É feito para provocar?

É. Esta é a essência da sátira. Quem venera os grandes ícones da religião cristã, por favor, não assista.

É feito para provocar por causa da influência política dos evangélicos, principalmente no atual governo?

Sem dúvida nenhuma.

Bebe na fonte do Monty Phyton?

Absolutamente. E é um mérito inspirar-se no melhor grupo de humor de todos os tempos.

Ou pelo menos dos tempos possíveis, em que não existe um Aristófanes para ironizar o embate entre Ésquilo e Eurípides no reino dos infernos, quer dizer, Hades, pelo título de maior poeta trágico.

E ainda com um deus no meio, no caso, Dionísio.

O que A Primeira Tentação de Cristo não é: original.

Jesus gay já virou um chavão de tão repetido por modernos de várias estirpes que recaem no erro de bater num cachorro já manco e sem dentes como o cristianismo, em acelerado refluxo na Europa.

É como o pessoal que parece estar constantemente lutando contra a ditadura quase meio século depois que acabou.

O fato de que os evangélicos sejam um impressionante fenômeno político na periferia (falando aqui de Brasil no concerto das nações, não de zonas urbanas), passando de menosprezados e discriminados a influenciadores e eleitores de governantes em menos de três décadas, dá um fôlego extra ao filmete cômico.

Satirizar poderosos é o feijão com arroz da comédia.

Os evangélicos deveriam, então, se sentir orgulhosos? Claro que não.

Todo mundo entende que os sentimentos religiosos acumulam um alto teor de sensibilidade, justamente por tratar de um valor supremo na vida dos que os têm.

Quando o Monty Phyton fez A Vida de Brian, o filme foi proibido em algumas regiões da Inglaterra e, acreditem na civilizadíssima Noruega (“Tão engraçado que foi proibido na Noruega”, trolaram os suecos, numa piada que só escandinavos acham hilária).

Os brilhantes integrantes do grupo, todos formados em Cambridge ou Oxford, não na PUC-Rio, tentaram até uma alternativa.

O filme trata de Brian Cohen (o sobrenome remete à tribo da casta sacerdotal de Israel, da qual virá o Messias, segundo a tradição judaica), um bocó que por coincidência nasceu no mesmo dia que Jesus. E na manjedoura ao lado, provocando a inevitável confusão dos Reis Magos.

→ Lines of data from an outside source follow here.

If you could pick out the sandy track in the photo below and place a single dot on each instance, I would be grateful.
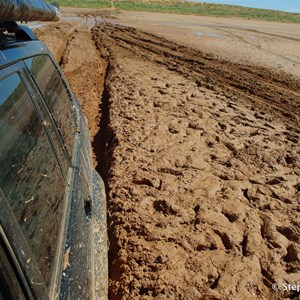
(201, 160)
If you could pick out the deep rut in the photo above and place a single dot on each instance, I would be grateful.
(271, 90)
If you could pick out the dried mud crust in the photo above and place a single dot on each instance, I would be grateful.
(201, 162)
(203, 172)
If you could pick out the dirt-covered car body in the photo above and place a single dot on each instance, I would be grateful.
(52, 201)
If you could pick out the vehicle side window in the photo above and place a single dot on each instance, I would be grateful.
(30, 176)
(56, 96)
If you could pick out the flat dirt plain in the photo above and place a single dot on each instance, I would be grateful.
(194, 124)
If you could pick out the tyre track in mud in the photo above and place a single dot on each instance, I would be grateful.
(257, 85)
(137, 267)
(206, 250)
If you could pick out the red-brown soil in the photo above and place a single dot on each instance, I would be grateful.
(201, 161)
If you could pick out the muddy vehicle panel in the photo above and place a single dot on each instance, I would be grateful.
(52, 201)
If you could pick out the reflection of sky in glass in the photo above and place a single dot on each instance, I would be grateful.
(286, 5)
(7, 87)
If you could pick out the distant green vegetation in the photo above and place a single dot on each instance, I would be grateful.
(185, 7)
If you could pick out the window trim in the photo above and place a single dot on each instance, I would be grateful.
(14, 237)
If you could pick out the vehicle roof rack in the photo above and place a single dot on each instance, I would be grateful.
(20, 32)
(28, 10)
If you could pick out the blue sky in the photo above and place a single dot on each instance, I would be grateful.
(284, 5)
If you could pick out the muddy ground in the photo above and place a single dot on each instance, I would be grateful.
(200, 155)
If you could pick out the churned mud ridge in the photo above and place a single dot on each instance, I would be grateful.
(202, 169)
(256, 84)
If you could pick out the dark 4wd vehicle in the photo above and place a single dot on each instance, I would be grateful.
(52, 201)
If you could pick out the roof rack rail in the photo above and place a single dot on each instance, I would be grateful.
(28, 10)
(21, 32)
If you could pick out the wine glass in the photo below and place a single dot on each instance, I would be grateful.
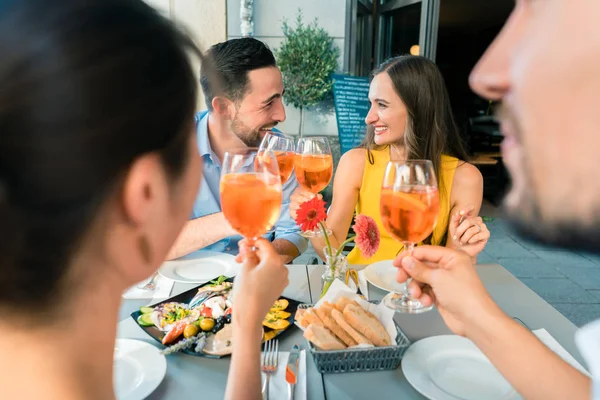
(250, 191)
(314, 168)
(283, 148)
(409, 210)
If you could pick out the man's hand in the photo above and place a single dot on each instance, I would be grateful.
(468, 232)
(446, 278)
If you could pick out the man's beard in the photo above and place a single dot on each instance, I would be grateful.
(574, 234)
(250, 137)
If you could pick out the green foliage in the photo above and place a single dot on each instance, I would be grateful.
(307, 58)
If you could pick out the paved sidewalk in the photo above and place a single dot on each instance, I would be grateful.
(569, 281)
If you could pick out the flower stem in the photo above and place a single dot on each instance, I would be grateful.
(326, 238)
(344, 245)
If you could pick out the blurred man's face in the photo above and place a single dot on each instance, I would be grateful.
(261, 108)
(545, 67)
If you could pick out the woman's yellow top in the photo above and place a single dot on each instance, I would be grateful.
(368, 204)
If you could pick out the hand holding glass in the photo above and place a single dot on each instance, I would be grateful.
(250, 191)
(409, 210)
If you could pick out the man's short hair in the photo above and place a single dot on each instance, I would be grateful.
(230, 63)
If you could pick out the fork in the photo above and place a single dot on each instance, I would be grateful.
(151, 284)
(270, 361)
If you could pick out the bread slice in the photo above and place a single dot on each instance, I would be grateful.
(342, 303)
(339, 318)
(366, 325)
(301, 317)
(322, 338)
(324, 312)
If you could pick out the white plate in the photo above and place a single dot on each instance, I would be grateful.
(138, 369)
(200, 266)
(452, 368)
(382, 274)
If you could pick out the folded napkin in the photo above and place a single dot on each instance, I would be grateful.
(278, 387)
(553, 345)
(362, 281)
(161, 292)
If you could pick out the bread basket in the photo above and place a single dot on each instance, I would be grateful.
(359, 359)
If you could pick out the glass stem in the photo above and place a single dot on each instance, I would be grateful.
(326, 238)
(409, 246)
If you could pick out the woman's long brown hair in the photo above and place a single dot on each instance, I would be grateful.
(431, 130)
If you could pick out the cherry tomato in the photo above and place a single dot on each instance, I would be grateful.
(206, 312)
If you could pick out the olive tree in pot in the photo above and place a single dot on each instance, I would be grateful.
(307, 58)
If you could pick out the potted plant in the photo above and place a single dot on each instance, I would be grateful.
(307, 58)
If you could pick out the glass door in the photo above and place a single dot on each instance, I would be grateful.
(360, 20)
(407, 27)
(377, 30)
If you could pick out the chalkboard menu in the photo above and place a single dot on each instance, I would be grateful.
(351, 98)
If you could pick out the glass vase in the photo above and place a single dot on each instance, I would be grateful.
(335, 268)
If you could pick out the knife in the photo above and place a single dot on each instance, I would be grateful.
(291, 371)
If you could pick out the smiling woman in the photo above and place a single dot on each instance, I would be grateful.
(410, 118)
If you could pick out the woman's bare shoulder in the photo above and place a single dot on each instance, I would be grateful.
(352, 165)
(467, 175)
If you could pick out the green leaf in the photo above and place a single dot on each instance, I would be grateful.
(307, 58)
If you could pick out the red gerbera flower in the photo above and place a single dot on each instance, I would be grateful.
(367, 235)
(310, 214)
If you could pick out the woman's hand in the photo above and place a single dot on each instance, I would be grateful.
(300, 196)
(260, 282)
(467, 232)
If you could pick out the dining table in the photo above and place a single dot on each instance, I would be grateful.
(192, 377)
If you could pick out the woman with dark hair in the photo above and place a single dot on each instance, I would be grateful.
(98, 172)
(410, 118)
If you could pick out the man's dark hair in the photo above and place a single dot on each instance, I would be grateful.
(231, 61)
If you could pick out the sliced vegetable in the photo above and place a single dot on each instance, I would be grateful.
(271, 334)
(207, 324)
(276, 324)
(219, 280)
(279, 305)
(145, 320)
(206, 312)
(175, 332)
(190, 331)
(278, 315)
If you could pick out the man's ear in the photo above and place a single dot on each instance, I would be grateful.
(223, 107)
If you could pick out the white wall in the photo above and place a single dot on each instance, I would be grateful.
(204, 20)
(268, 17)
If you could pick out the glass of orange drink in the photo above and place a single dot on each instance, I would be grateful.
(409, 207)
(283, 148)
(250, 191)
(313, 165)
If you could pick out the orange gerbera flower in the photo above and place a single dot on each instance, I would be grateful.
(310, 214)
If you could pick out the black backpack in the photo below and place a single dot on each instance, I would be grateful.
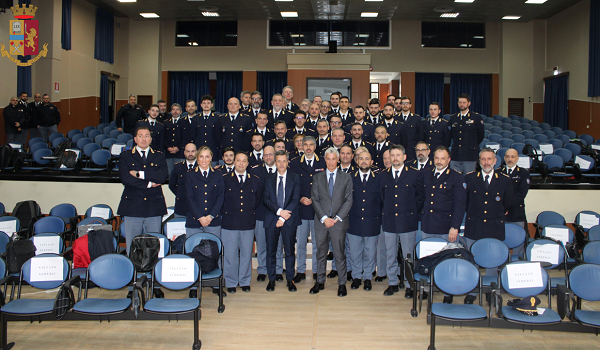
(17, 253)
(143, 252)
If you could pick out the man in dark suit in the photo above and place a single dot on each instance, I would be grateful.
(281, 197)
(402, 193)
(331, 197)
(142, 171)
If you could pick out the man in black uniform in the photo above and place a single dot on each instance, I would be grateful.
(129, 115)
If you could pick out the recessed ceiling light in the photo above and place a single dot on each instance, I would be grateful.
(369, 14)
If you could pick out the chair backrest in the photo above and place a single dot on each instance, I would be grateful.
(175, 285)
(490, 253)
(456, 276)
(111, 271)
(584, 281)
(27, 274)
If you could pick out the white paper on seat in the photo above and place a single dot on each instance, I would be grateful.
(169, 212)
(583, 164)
(546, 253)
(524, 275)
(588, 221)
(8, 227)
(547, 148)
(45, 245)
(98, 212)
(559, 234)
(175, 229)
(178, 270)
(47, 269)
(428, 248)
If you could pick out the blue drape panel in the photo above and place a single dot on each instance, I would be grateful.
(104, 49)
(229, 84)
(556, 102)
(270, 83)
(104, 99)
(594, 54)
(184, 86)
(478, 86)
(429, 87)
(65, 32)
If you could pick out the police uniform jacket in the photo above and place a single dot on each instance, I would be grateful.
(204, 196)
(365, 214)
(486, 207)
(467, 133)
(129, 116)
(402, 200)
(306, 175)
(445, 201)
(137, 199)
(240, 201)
(177, 186)
(437, 134)
(520, 180)
(157, 132)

As coincidências, claro, vão se sobrepondo de forma hilariante à medida em que Brian se revela um profeta relutante e atrapalhado. Jesus mesmo é tratado de forma digna.

Detalhe: o Jesus hesitante ou em dúvida com sua missão, satirizado em a Primeira Tentação, é típico dos evangelhos sinópticos (Marcos, Mateus, Lucas). Sem a bobajada, claro.

“Afasta de mim esse cálice”, pede, em Getsêmane, sabendo, em traços gerais, do sofrimento que terá de oferecer pela salvação da humanidade.

João, o quarto evangelista canônico, é o único que traça um Jesus que conhece o roteiro inteirinho, pronto e acabado, sem as vacilações da tragédia grega.

Os membros do Monty Python alegam que quando foram escrever o roteiro em Barbados, ilha do Caribe que proporcionou visitas de Mick Jagger, descobriram que “Jesus era um cara legal”.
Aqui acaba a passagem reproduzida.